Leetcode #2399: Check Distances Between Same Letters

In this guide, we solve Leetcode #2399 Check Distances Between Same Letters in Python and focus on the core idea that makes the solution efficient.

You will see the intuition, the step-by-step method, and a clean Python implementation you can use in interviews.

Leetcode

Problem Statement

You are given a 0-indexed string s consisting of only lowercase English letters, where each letter in s appears exactly twice. You are also given a 0-indexed integer array distance of length 26.

Quick Facts

Difficulty: Easy
Premium: No
Tags: Array, Hash Table, String

Intuition

Fast membership checks and value lookups are the heart of this problem, which makes a hash map the natural choice.

By storing what we have already seen (or counts/indexes), we can answer the question in one pass without backtracking.

Approach

Scan the input once, using the map to detect when the condition is satisfied and to update state as you go.

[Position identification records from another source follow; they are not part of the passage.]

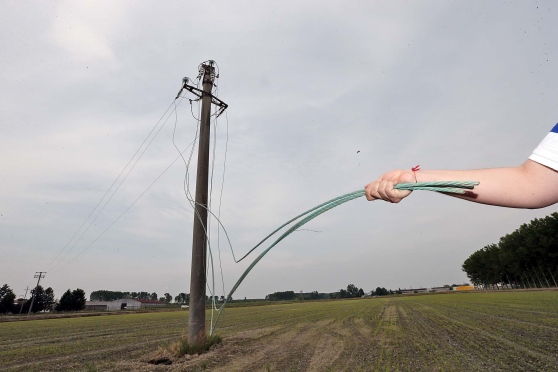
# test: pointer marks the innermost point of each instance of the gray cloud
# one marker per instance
(323, 97)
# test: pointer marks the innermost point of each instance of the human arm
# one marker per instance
(530, 185)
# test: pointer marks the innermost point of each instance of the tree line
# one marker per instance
(352, 291)
(526, 258)
(42, 300)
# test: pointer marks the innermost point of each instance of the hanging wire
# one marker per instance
(111, 187)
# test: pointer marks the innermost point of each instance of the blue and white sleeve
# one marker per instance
(547, 151)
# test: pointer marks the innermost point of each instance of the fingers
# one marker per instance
(384, 190)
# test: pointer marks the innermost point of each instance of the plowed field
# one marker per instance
(492, 331)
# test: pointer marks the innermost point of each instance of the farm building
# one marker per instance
(440, 289)
(414, 290)
(97, 305)
(121, 304)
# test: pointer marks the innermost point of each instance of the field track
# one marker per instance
(494, 331)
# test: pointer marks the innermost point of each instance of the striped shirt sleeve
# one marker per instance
(547, 151)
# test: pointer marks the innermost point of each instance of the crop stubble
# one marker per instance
(463, 331)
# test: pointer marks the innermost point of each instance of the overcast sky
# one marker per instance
(323, 97)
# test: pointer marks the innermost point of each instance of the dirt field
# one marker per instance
(502, 331)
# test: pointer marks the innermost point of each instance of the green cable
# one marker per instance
(453, 187)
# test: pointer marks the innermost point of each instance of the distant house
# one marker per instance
(151, 303)
(414, 290)
(121, 304)
(440, 289)
(97, 305)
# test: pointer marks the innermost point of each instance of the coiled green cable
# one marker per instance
(453, 187)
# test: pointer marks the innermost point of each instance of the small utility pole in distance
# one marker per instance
(40, 274)
(24, 297)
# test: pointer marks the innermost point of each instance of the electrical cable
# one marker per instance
(111, 186)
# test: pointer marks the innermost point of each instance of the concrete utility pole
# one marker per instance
(24, 297)
(196, 317)
(40, 274)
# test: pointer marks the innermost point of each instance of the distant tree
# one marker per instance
(49, 299)
(66, 302)
(182, 298)
(352, 290)
(38, 301)
(381, 291)
(72, 301)
(281, 296)
(7, 298)
(168, 298)
(104, 295)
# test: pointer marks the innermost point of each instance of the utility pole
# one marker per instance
(198, 277)
(40, 274)
(24, 297)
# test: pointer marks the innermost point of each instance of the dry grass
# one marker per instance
(463, 332)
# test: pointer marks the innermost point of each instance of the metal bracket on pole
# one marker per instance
(200, 94)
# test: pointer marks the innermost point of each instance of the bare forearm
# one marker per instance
(529, 185)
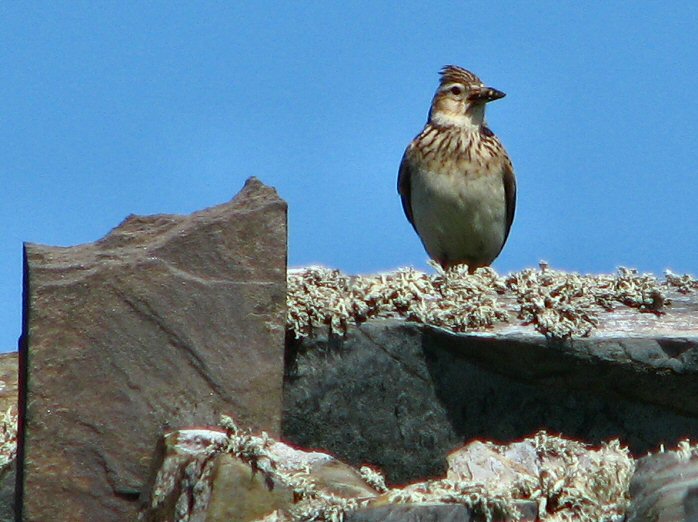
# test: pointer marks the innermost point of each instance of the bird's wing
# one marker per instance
(404, 187)
(509, 196)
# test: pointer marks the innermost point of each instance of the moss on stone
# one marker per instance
(557, 304)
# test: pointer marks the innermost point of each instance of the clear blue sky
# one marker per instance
(111, 108)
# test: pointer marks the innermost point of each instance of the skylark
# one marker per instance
(456, 180)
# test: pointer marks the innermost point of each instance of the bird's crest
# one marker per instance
(453, 73)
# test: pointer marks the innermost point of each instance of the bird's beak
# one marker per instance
(485, 94)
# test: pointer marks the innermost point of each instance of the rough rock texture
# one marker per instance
(8, 381)
(402, 395)
(416, 513)
(665, 487)
(235, 475)
(167, 321)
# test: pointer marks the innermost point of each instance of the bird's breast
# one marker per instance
(459, 209)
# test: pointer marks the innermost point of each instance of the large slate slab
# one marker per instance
(402, 395)
(167, 321)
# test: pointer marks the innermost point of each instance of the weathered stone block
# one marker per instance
(167, 321)
(402, 395)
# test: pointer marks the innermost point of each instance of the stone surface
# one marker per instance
(7, 492)
(414, 513)
(167, 321)
(8, 381)
(664, 488)
(402, 395)
(218, 476)
(197, 480)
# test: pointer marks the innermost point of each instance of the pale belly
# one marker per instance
(460, 219)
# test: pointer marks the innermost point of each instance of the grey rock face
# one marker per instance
(665, 487)
(401, 396)
(167, 321)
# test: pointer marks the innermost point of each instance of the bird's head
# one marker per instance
(460, 99)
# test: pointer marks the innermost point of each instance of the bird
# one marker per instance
(456, 181)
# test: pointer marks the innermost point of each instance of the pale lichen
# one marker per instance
(557, 304)
(570, 482)
(8, 438)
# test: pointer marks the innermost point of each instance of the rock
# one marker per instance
(7, 492)
(167, 321)
(8, 381)
(414, 513)
(664, 487)
(402, 395)
(208, 474)
(198, 480)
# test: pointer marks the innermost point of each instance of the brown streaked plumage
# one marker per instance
(456, 181)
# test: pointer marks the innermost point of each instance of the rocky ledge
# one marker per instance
(227, 474)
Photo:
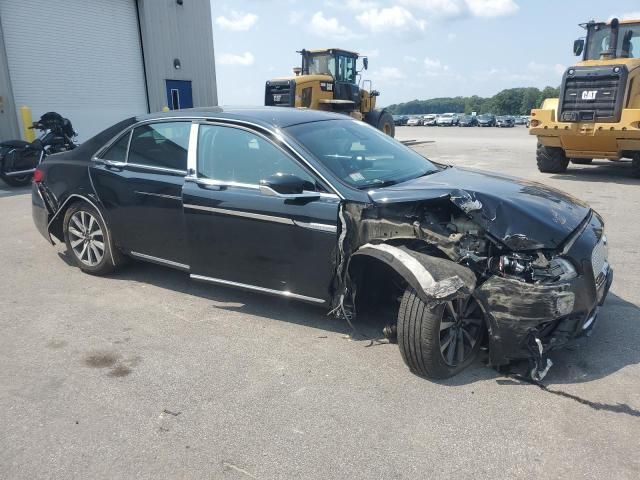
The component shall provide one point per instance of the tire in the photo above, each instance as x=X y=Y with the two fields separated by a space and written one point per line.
x=581 y=161
x=89 y=241
x=423 y=334
x=635 y=165
x=551 y=159
x=385 y=124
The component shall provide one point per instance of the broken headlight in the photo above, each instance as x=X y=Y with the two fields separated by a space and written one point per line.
x=562 y=269
x=534 y=268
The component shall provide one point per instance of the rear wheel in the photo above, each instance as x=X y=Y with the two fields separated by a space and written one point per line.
x=385 y=124
x=551 y=159
x=88 y=240
x=581 y=161
x=442 y=341
x=635 y=165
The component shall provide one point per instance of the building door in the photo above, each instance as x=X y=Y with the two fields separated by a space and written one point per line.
x=179 y=94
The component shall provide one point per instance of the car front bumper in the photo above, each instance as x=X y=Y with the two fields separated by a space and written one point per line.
x=519 y=312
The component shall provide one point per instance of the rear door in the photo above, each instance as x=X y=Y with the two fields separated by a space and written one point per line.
x=242 y=237
x=139 y=180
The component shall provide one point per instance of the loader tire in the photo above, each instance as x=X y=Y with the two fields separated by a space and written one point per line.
x=551 y=159
x=581 y=161
x=635 y=165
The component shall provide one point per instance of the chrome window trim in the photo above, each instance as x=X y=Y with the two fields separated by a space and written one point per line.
x=241 y=213
x=159 y=195
x=162 y=261
x=159 y=169
x=283 y=293
x=211 y=119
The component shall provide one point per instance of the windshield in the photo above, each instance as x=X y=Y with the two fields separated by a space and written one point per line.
x=322 y=65
x=628 y=45
x=360 y=155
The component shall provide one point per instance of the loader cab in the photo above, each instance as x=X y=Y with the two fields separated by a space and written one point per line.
x=339 y=64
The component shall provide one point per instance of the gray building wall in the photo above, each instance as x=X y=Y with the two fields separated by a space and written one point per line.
x=8 y=120
x=185 y=32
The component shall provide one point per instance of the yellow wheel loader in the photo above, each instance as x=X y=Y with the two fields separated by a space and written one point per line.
x=598 y=112
x=329 y=80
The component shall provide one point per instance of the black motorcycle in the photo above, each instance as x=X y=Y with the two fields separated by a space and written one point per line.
x=19 y=159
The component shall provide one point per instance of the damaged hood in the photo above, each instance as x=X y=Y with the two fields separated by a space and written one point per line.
x=523 y=215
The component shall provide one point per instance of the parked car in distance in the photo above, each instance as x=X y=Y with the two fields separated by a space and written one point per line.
x=429 y=120
x=486 y=120
x=316 y=206
x=447 y=120
x=468 y=121
x=505 y=121
x=399 y=120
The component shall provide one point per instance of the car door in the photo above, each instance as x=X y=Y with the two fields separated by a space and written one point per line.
x=240 y=236
x=139 y=181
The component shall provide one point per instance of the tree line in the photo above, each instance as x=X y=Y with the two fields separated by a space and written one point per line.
x=512 y=101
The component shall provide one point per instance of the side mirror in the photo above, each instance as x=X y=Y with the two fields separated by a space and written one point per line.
x=286 y=185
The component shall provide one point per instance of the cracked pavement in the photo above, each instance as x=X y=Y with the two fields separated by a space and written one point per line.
x=146 y=374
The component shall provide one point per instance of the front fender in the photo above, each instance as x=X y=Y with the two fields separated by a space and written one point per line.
x=435 y=280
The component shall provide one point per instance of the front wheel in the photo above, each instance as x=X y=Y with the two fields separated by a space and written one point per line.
x=551 y=159
x=385 y=124
x=581 y=161
x=442 y=341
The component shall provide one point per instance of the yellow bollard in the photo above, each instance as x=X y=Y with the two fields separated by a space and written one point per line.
x=29 y=135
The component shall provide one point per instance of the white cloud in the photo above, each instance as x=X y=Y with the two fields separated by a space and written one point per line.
x=492 y=8
x=459 y=8
x=445 y=8
x=295 y=18
x=329 y=27
x=238 y=22
x=392 y=18
x=244 y=60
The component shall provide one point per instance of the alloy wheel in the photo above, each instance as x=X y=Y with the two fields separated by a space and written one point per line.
x=86 y=238
x=460 y=330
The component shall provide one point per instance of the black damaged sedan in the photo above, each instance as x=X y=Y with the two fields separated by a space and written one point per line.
x=322 y=208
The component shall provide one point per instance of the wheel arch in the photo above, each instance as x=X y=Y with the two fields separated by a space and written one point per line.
x=56 y=227
x=434 y=279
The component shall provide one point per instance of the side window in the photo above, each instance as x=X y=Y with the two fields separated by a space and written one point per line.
x=233 y=155
x=118 y=151
x=161 y=145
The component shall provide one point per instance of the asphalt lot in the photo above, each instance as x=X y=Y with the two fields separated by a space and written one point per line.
x=147 y=374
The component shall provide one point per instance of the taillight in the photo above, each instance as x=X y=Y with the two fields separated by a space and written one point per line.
x=38 y=175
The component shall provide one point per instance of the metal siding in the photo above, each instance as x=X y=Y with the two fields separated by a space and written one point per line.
x=185 y=32
x=8 y=121
x=81 y=58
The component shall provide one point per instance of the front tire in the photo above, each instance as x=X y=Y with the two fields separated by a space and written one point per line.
x=581 y=161
x=88 y=240
x=442 y=341
x=386 y=125
x=551 y=159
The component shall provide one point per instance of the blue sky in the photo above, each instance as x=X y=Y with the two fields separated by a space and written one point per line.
x=417 y=48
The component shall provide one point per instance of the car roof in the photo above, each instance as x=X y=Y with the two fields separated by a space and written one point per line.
x=265 y=116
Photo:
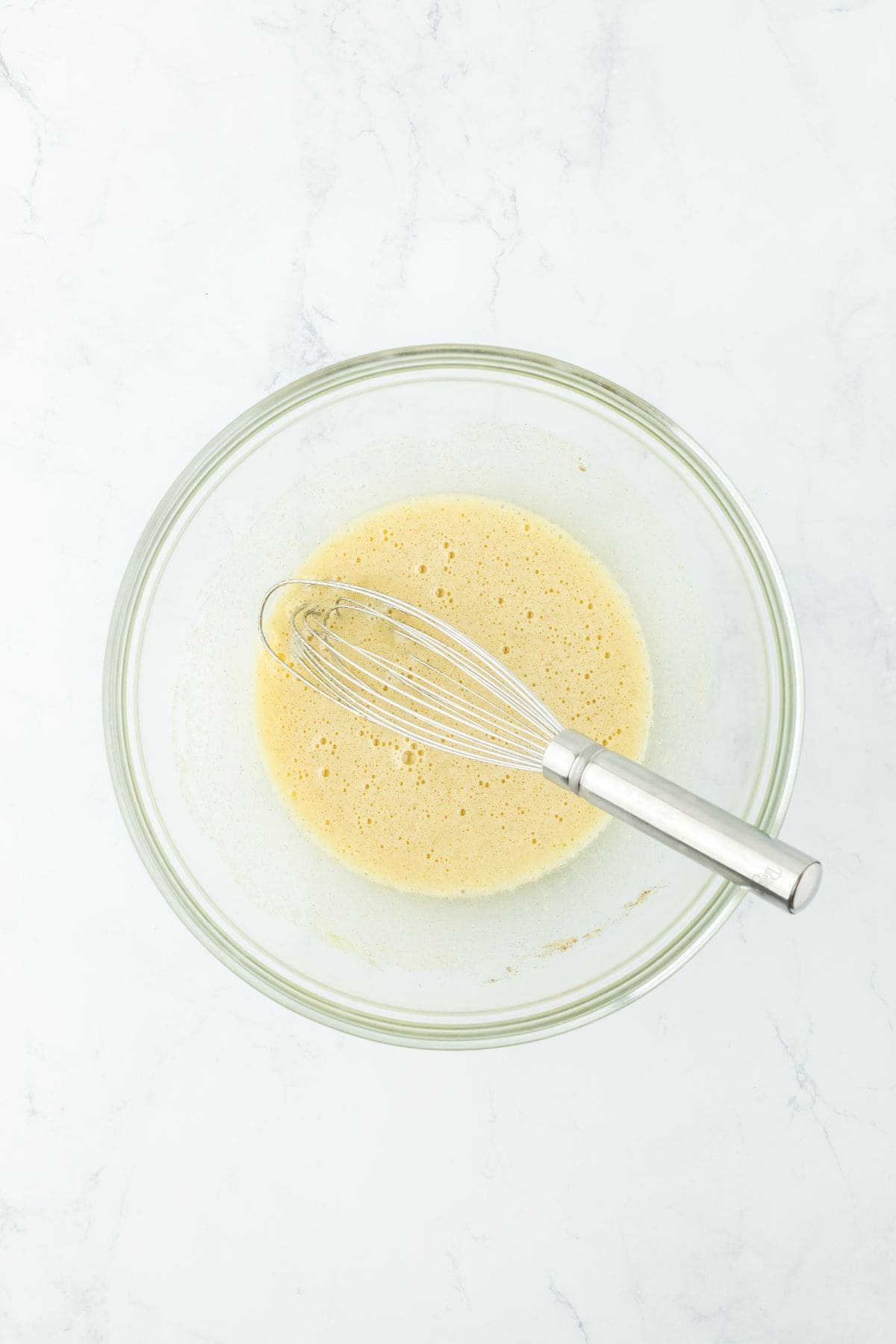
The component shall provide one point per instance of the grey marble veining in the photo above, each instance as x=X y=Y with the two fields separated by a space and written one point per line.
x=200 y=202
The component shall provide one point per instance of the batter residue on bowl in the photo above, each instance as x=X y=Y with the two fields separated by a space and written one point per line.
x=531 y=594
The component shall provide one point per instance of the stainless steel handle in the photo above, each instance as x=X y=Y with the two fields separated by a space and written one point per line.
x=714 y=838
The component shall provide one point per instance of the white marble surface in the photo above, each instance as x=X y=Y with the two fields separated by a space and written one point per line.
x=200 y=201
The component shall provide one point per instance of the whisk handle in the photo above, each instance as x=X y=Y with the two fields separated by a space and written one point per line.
x=714 y=838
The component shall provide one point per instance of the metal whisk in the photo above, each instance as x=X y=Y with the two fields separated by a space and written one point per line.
x=438 y=687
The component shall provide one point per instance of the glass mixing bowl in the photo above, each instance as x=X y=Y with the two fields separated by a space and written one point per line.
x=179 y=685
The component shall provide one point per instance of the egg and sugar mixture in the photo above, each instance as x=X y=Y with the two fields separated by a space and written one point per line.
x=408 y=815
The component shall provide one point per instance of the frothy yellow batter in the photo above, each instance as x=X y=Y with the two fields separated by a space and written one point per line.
x=531 y=594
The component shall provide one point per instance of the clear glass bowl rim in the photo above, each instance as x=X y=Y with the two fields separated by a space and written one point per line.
x=445 y=1030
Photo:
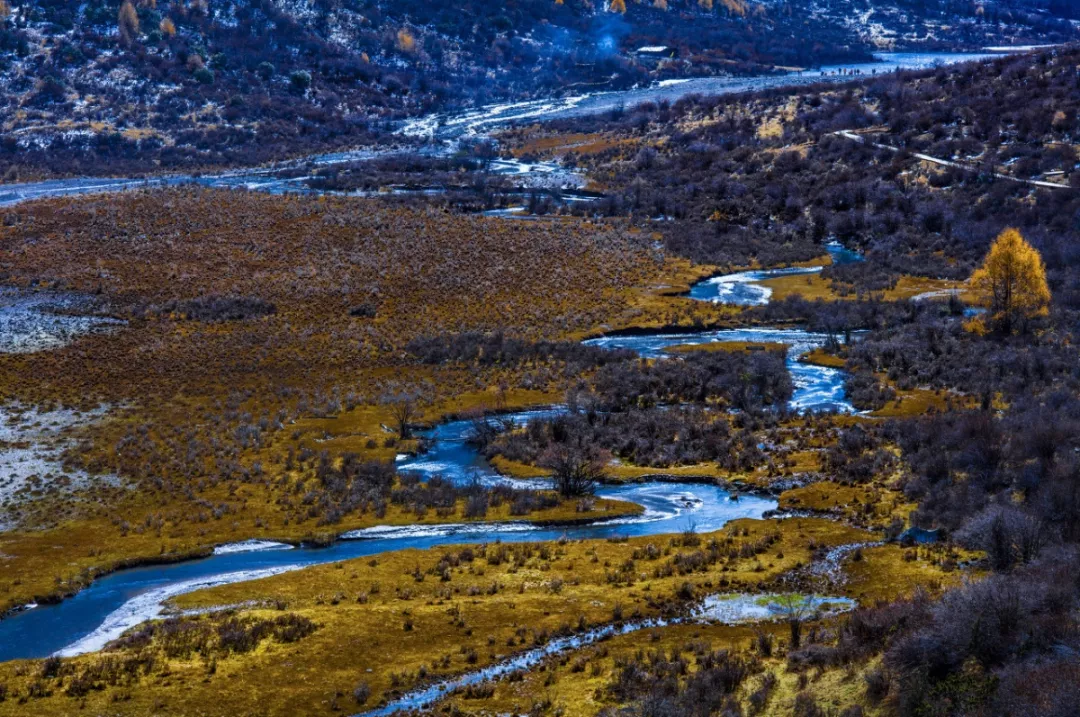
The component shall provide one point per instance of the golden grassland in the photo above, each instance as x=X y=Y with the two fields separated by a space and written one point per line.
x=578 y=682
x=181 y=389
x=392 y=620
x=309 y=375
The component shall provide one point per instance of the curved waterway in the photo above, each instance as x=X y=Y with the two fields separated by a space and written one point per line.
x=729 y=609
x=123 y=599
x=744 y=288
x=817 y=388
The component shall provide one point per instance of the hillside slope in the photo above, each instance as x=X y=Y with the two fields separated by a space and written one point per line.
x=196 y=83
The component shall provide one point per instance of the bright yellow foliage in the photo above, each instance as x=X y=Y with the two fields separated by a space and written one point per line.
x=1012 y=282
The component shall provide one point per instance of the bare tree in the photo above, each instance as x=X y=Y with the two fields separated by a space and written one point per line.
x=576 y=468
x=404 y=409
x=795 y=609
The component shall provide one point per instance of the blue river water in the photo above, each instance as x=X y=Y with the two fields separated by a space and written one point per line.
x=742 y=288
x=115 y=603
x=123 y=599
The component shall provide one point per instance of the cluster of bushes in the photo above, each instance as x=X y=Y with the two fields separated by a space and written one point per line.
x=352 y=485
x=149 y=647
x=658 y=437
x=743 y=194
x=496 y=348
x=216 y=308
x=747 y=381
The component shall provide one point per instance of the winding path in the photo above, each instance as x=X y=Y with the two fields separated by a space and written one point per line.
x=848 y=134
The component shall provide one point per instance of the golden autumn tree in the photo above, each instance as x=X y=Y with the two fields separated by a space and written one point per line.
x=1012 y=282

This keeps the solution linear while remaining easy to explain in an interview setting.

Steps:

Initialize a hash map for seen items or counts.
Iterate through the input, querying/updating the map.
Return the first valid result or the final computed value.

Example

Input: s = "abaccb", distance = [1,3,0,5,0,0,0,0,0,0,0,0,0,0,0,0,0,0,0,0,0,0,0,0,0,0]
Output: true
Explanation:
- 'a' appears at indices 0 and 2 so it satisfies distance[0] = 1.
- 'b' appears at indices 1 and 5 so it satisfies distance[1] = 3.
- 'c' appears at indices 3 and 4 so it satisfies distance[2] = 0.
Note that distance[3] = 5, but since 'd' does not appear in s, it can be ignored.
Return true because s is a well-spaced string.

Python Solution

class Solution:
    def checkDistances(self, s: str, distance: List[int]) -> bool:
        d = defaultdict(int)
        for i, c in enumerate(map(ord, s), 1):
            j = c - ord("a")
            if d[j] and i - d[j] - 1 != distance[j]:
                return False
            d[j] = i
        return True

Complexity

The time complexity is $O(n)$ , where $n$ is the length of the string $s$ . The space complexity is $O(|\Sigma|)$ , where $\Sigma$ is the character set, which in this case is the set of lowercase letters.

Edge Cases and Pitfalls

Watch for boundary values, empty inputs, and duplicate values where applicable. If the problem involves ordering or constraints, confirm the invariant is preserved at every step.

Summary

This Python solution focuses on the essential structure of the problem and keeps the implementation interview-friendly while meeting the constraints.

Approach

Scan the input once, using the map to detect when the condition is satisfied and to update state as you go.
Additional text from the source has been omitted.